The refrain is ubiquitous in seminars, workshops, and the discussion sections of quantitative studies. An audience member or reviewer might raise one of the following objections:
- The purported effect/mechanism seems implausible.
- It seems unlikely that your design could detect the effect/mechanism of interest.
- Your estimates are likely biased toward zero.
The common, often enthusiastic retorts are the subject of this essay:
- But shouldn’t that work against me?
- Shouldn’t that make it harder for me to detect an effect?
- Doesn’t that make it all the more likely that I have, in fact, detected a genuine effect?
- Don’t my statistically significant results negate your concern?
In this note, I explain why these retorts are typically not satisfying. As a preview, the answers to these four questions are, respectively, you’re a scientist not a lawyer, yes, no, and no.
For convenience, I’ll refer to the author’s line of argument as the work-against-me defense. The author believes that the surprisingness of her results should make her audience, if anything, even more persuaded by the analysis. The problems with this argument are two-fold. First, because we’re scholars and not activists, we often care about biases in either direction. Underestimating a substantively significant phenomenon could be just as problematic as overestimating a substantively trivial phenomenon. Second, even if we don’t care about substantive effect sizes, Bayes’ rule tells us that more surprising results are also more likely to be wrong. All else equal, the lower the power of the study or the lower our prior beliefs, the lower our posterior beliefs should be conditional upon detecting a positive result. Consistent with the author’s intuition, low power and low prior beliefs make it harder to obtain a positive estimate, but inconsistent with the author’s intuition, this also means that conditional upon obtaining a positive estimate, it’s more likely that we’ve obtained a false positive.

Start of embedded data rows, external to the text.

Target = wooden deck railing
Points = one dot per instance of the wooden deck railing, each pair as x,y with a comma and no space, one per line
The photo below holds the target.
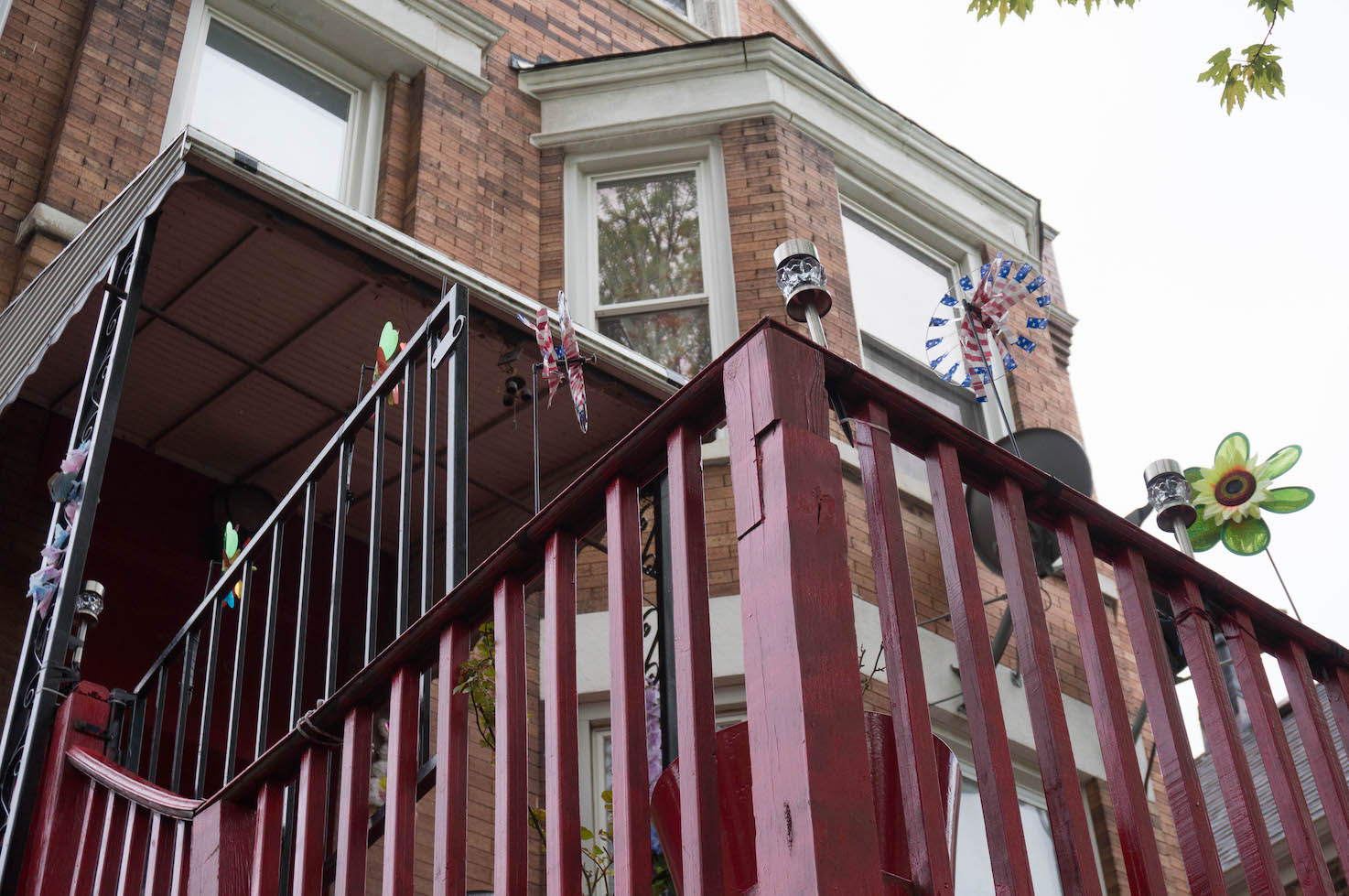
814,829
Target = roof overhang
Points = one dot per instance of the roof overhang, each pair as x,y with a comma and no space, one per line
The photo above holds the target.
695,88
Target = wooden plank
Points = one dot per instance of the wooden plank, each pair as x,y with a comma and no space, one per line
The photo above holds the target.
134,845
1043,696
628,696
927,856
700,827
815,822
401,790
353,804
1194,830
449,875
264,876
1267,724
1315,739
1141,861
1220,726
560,747
510,869
310,816
978,679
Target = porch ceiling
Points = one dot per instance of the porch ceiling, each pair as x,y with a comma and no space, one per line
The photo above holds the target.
248,352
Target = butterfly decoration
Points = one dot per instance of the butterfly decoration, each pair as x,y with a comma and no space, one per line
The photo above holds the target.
965,332
572,351
384,352
227,557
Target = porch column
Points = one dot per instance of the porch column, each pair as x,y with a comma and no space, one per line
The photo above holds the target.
814,815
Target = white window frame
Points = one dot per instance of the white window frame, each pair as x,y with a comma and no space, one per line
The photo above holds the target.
361,156
580,210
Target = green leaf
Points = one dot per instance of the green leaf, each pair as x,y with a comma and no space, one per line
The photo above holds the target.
1280,461
1203,534
1289,500
1246,537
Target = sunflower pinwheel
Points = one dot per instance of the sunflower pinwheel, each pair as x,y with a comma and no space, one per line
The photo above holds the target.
1233,492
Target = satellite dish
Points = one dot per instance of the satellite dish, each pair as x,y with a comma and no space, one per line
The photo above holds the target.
1056,454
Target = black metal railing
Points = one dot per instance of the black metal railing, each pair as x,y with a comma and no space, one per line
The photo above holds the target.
184,679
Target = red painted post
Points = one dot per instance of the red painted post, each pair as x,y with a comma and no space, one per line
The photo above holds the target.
401,790
978,677
53,839
928,864
1141,861
353,804
1044,699
310,814
1315,737
560,750
1229,757
266,847
451,865
1300,833
815,825
221,847
1178,771
700,827
510,870
626,693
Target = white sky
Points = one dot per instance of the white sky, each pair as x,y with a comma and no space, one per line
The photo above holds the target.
1203,254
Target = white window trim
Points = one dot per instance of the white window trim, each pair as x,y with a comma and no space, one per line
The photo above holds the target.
361,157
582,173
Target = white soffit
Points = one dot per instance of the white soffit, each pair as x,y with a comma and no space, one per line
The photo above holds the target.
682,90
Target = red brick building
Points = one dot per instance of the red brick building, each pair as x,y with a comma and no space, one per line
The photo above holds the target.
645,156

We Often Care About Biases in Either Direction
The goals of social science are many and complex. Among other things, we want to better understand how the social and political world works, and when possible, we want to help people make better decisions and contribute to policy debates. Our ability to do those things would be quite limited if we could only produce a list of binary results: e.g., prices affect choices, electoral institutions influence policy outcomes, legislative institutions can cause gridlock, and legal institutions can enhance economic growth.
One setting in which quantitative estimates from social scientific studies are particularly relevant is the vaunted cost-benefit analysis. The CBO, EPA, FDA, or UN (pick your favorite acronym) might look to academic studies to figure out if a proposed policy’s benefits are worth the costs. It’s fairly obvious that in this setting, we would like unbiased estimates of the costs and the benefits. And generally speaking, there’s no compelling argument that underestimating a quantity of interest is somehow better than overestimating it. Of course, there could be a particular situation where the costs are well understood and we have a biased estimate of the benefits that exceeds the costs. This would be a situation in which the work-against-me defense might be persuasive (although this assumes there is no selective reporting, a topic to which I’ll return). But there would be still many other situations in which the work-against-me defense would be counterproductive.

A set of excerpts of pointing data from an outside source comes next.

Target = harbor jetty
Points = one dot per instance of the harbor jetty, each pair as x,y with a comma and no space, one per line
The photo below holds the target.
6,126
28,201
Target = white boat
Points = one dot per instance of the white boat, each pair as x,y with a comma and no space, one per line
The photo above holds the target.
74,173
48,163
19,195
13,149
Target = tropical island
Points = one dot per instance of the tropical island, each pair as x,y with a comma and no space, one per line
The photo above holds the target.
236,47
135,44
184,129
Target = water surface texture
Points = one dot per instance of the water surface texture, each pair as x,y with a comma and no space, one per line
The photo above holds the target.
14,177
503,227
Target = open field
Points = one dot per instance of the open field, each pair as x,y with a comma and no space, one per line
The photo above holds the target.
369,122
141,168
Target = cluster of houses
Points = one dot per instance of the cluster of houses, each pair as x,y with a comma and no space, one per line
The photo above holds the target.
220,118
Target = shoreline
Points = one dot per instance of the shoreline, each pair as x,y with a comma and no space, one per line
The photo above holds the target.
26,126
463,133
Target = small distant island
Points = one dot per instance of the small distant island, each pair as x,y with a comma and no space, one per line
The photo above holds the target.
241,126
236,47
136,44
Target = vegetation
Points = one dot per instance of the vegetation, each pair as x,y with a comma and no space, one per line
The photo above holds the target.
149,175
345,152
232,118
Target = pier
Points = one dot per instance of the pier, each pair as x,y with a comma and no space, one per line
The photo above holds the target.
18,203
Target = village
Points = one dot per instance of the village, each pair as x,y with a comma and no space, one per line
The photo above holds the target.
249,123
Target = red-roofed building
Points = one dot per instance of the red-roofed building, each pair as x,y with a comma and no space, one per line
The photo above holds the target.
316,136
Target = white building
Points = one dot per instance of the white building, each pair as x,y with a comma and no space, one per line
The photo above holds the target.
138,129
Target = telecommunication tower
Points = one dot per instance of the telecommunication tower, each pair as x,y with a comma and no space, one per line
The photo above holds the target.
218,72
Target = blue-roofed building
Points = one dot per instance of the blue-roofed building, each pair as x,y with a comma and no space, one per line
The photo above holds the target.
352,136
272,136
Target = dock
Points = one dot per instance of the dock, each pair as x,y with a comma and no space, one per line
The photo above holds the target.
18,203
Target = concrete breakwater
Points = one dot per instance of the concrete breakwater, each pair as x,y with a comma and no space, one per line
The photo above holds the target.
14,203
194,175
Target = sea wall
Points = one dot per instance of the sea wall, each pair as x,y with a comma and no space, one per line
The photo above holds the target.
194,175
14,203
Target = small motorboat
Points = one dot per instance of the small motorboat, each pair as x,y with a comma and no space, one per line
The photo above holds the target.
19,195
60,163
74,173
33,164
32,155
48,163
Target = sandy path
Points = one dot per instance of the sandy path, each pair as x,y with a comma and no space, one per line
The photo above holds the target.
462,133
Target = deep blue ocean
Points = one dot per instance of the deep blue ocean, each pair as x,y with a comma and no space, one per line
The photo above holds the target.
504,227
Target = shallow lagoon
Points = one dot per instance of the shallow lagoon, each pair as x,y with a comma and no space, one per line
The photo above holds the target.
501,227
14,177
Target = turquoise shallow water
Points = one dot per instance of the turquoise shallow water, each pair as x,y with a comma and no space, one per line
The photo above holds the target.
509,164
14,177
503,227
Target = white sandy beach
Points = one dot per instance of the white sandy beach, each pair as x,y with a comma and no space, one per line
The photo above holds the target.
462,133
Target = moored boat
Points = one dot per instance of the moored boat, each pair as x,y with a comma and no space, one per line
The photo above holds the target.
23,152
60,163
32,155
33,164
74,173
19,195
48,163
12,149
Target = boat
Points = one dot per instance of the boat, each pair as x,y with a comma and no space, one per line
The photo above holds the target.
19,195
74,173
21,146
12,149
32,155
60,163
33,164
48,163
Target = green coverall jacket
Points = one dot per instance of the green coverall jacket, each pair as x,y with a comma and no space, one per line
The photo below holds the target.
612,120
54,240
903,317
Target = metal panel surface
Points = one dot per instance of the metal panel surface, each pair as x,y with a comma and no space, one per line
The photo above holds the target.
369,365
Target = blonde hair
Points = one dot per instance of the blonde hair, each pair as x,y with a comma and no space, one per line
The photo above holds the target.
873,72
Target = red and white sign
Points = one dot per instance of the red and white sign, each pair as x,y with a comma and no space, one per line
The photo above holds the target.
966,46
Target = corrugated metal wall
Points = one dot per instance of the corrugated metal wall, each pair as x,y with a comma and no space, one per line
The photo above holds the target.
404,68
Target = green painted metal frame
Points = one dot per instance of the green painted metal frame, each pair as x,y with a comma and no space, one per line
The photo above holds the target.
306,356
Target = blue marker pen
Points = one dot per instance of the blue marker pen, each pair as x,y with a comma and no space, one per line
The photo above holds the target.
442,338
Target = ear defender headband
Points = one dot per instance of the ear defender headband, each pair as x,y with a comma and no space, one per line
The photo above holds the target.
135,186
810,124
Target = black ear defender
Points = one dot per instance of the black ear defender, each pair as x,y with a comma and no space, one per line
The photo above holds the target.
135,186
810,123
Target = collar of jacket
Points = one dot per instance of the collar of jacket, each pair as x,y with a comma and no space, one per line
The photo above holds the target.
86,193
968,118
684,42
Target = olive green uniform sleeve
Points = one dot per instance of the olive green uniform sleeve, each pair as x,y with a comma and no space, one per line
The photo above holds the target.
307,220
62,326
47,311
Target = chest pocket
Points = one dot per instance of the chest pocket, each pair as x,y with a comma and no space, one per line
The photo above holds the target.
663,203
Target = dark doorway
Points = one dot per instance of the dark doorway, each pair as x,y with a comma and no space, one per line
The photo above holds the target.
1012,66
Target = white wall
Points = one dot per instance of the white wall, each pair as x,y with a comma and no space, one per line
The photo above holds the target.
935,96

Even when we’re not engaging in cost-benefit analyses, we often care about the substantive magnitude of our estimates. Presumably, we don’t just want to know, for example, whether political polarization influences inequality, whether campaign contributions distort the behavior of elected officials, whether the loss of health insurance increases emergency room utilization, or whether taste-based discrimination influences hiring decisions. We want to know how much. Are these big problems or small problems?
Bayes’ Rule and False Positive Results
Suppose that we don’t care about substantive magnitudes. We just want to know if an effect exists or not. Is the work-against-me defense compelling in this case? The answer is still no. Let’s see why.
My concerns about the work-against-me defense are closely related to concerns about selective reporting and publication bias. Authors typically only use the work-against-me defense when they have obtained a non-zero result, and they likely would never have reported the result if it were null. After all, the work-against-me defense wouldn’t make much sense if the result were null (although as we’ll see, it rarely makes sense). As we already know, selective reporting means that many of our published results are false positives or overestimates (e.g., see Ioannidis 2005; Simmons, Nelson, and Simonsohn 2011), and as it turns out, things that work against the author’s purported hypothesis can exacerbate the extent of this problem.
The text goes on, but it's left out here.